A brain’s protector may also be its enemy
When the brain is exposed to an environmental stressor all is not immediately lost. Brain cells have mechanisms that protect them against the ravages of alcohol and other toxic substances. One of these is a protein the cells make, known as Heat Shock Factor 1 (Hsf1), which helps to shield them from damage. The fetal brain also can make Hsf1, which protects its particularly vulnerable cells from environmental stressors that pregnant mothers are exposed to during gestation.
However, a new study suggests that this system is not perfect. Research led by Children’s National Health System scientists suggests that when too much Hsf1 is produced, it actually can impair the brain during development. While this finding was made in a preclinical model, it raises questions about neural risks for human infants if their mothers drink alcohol in the first or second trimester of pregnancy.
When fetuses are chronically exposed to harmful agents such as alcohol, ethanol or methyl mercury in utero, the experience can negatively affect fetal brain development in unpredictable ways. Some fetal brains show little or no damage, while others suffer severe damage. By looking at the earliest moments of embryonic brain development, an international research team that includes five Children’s National authors sought to explain the molecular and cellular bases for complex congenital brain disorders that can result from exposure to such harmful agents.

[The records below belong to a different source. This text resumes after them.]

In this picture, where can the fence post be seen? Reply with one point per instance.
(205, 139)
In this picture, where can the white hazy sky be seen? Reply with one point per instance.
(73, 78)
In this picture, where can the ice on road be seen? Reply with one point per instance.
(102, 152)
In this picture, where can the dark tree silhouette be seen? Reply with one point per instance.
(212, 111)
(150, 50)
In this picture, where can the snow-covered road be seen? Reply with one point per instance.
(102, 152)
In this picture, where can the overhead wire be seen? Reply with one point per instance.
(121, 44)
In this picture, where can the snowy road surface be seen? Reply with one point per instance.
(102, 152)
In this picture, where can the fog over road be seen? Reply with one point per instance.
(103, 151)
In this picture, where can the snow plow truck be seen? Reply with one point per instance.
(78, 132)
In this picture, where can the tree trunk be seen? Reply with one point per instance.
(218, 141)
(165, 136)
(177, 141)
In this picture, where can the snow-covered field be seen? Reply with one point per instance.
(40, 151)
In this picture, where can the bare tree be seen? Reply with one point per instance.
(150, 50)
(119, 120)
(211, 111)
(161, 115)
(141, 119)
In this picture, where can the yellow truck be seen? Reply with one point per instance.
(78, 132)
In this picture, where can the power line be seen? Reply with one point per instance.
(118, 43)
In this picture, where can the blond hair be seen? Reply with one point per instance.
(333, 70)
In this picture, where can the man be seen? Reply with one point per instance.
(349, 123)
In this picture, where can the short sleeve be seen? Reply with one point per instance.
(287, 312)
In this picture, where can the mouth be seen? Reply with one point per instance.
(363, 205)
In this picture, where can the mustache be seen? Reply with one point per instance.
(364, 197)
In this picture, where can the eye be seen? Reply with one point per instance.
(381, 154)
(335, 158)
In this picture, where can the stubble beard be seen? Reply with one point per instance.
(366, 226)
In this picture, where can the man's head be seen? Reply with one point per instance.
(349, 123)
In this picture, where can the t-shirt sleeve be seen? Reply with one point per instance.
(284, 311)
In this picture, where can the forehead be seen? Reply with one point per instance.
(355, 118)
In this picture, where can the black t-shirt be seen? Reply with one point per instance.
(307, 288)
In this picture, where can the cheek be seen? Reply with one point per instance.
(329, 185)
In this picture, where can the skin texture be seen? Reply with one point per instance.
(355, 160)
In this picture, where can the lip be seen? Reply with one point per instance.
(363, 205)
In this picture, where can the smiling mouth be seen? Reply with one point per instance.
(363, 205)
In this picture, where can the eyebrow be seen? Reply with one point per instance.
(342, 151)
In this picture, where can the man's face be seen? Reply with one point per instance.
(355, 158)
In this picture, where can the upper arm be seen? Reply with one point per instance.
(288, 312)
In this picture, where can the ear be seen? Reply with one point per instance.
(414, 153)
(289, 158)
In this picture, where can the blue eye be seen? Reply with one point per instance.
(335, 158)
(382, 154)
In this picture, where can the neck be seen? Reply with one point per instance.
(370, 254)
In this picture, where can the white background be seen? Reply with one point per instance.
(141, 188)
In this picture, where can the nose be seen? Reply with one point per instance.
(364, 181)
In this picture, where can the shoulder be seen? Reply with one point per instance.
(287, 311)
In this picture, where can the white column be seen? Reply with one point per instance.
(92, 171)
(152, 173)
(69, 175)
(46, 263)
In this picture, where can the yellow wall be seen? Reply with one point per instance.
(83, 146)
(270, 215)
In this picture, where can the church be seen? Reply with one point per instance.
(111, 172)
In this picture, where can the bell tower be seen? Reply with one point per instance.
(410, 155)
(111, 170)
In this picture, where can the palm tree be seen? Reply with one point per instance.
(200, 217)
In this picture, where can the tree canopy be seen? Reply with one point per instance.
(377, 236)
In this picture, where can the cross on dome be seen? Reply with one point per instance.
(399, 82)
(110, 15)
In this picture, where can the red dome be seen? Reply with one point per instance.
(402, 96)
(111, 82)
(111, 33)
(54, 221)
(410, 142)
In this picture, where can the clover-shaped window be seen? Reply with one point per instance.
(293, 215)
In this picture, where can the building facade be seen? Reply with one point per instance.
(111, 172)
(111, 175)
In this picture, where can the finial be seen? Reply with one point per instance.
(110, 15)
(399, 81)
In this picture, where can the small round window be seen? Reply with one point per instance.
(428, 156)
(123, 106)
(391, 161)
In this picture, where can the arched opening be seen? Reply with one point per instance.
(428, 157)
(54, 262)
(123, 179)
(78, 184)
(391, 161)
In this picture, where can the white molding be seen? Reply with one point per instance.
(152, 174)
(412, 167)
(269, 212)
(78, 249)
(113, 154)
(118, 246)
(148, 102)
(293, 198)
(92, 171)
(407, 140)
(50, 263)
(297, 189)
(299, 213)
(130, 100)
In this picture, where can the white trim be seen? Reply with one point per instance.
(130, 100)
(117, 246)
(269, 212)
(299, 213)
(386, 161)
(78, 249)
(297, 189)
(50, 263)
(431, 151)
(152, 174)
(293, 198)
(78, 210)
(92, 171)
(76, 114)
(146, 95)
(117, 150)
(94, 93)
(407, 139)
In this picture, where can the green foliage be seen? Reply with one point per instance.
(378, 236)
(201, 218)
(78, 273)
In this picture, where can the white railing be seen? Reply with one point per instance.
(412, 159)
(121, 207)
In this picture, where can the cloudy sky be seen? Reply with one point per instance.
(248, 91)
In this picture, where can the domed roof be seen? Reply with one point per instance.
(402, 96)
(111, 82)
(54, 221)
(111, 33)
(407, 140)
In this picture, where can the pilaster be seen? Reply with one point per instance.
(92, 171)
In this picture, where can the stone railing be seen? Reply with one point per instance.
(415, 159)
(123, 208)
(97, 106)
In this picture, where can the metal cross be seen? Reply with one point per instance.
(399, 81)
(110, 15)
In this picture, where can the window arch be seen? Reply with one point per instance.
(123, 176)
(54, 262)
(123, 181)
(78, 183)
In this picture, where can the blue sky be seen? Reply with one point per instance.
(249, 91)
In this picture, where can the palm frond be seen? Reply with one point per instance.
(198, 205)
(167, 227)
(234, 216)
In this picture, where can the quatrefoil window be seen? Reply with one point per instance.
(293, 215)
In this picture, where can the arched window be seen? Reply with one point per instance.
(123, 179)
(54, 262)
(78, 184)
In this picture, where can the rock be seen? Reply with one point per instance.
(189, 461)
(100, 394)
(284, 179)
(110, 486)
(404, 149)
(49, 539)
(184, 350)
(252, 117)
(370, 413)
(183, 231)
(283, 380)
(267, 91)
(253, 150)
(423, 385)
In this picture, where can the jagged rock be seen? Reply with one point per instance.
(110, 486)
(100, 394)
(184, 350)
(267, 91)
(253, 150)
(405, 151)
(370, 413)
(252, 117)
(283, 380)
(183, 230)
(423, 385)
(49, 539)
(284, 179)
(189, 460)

“From a public health perspective, there is ongoing debate about whether there is any level of drinking by pregnant women that is ‘safe,’ ” says Kazue Hashimoto-Torii, Ph.D., principal investigator in the Center for Neuroscience Research at Children’s National and senior author of the paper published May 2 in Nature Communications. “We gave ethanol to pregnant preclinical models and found their offspring’s neural cells experienced widely differing responses to this environmental stress. It remains unclear which precise threshold of stress exposure represents the tipping point, transforming what should be a neuroprotective response into a damaging response. Even at lower levels of alcohol exposure, however, the risk for fetal neural cells is not zero,” Hashimoto-Torii adds.
The cerebral cortex – the thin outer layer of the cerebrum and cerebellum that enables the brain to process information – is particularly vulnerable to disturbances in the womb, the study authors write. To fend off insult, neural cells employ a number of self-preservation strategies, including launching the protective Hsf1-Heat shock protein (Hsp) signaling pathway that is used by a wide range of organisms, from single-cell microbes to humans. Developing fetuses activate Hsf1-Hsp signaling upon exposure to environmental stressors, some to no avail.
To help unravel the neurological mystery, the researchers used a method that allows a single molecule to fluoresce during stress exposure. They tapped specific environmental stressors, such as ethanol, hydrogen peroxide and methyl mercury – each of which are known to produce oxidative stress at defined concentrations. And, using an experimental model, they examined the Hsf1 activation pattern in the developing cerebral cortex by creating a marker, an encoding gene tagged with a type of fluorescent protein that makes it glow bright red.
“Our results suggest that heterogeneous events of abnormal brain development may occur probabilistically – which explains patterns of cortical malformations that vary with each individual, even when these individuals are exposed to similar levels of environmental stressors,” Hashimoto-Torii adds.
Among the more striking findings, neural cells with excessively high levels of Hsf1-Hsp activation due to ethanol exposure experience disruptions to normal development, with delayed migration by immature cortical neurons. For the fetal brain to develop normally, neurons need to migrate to precise places in the brain at just the right time to enable robust neural connections. When neurons fail to arrive at their destinations or get there too late, there can be gaps in the neural network, compromising efficient and effective communication across the brain’s various regions.
“Even a short period of Hsf1 overactivation during prenatal development causes critical neuronal migration deficiency. The severity of deficiency depends on the duration of Hsf1 overactivation,” Hashimoto-Torii says. “Expression patterns vary, however, across various tissues. Stochastic response within individual cells may be largely responsible for variability seen within tissue and organs.”
The research team found one bright spot: Cortical neurons that stalled due to lack of the microtubule-associated molecule Dcx were able to regain their ability to migrate properly when the gene was replenished after birth. A reduction in Hsf1 activity after birth, however, did not show the same ability to trigger the “reset” button on neural development.
“The finding suggests that genes other than microtubule-associated genes may play pivotal roles in ensuring that migrating neurons reach their assigned destinations in the brain at the right time – despite the added challenge of excessive Hsf1 activation,” according to Hashimoto-Torii.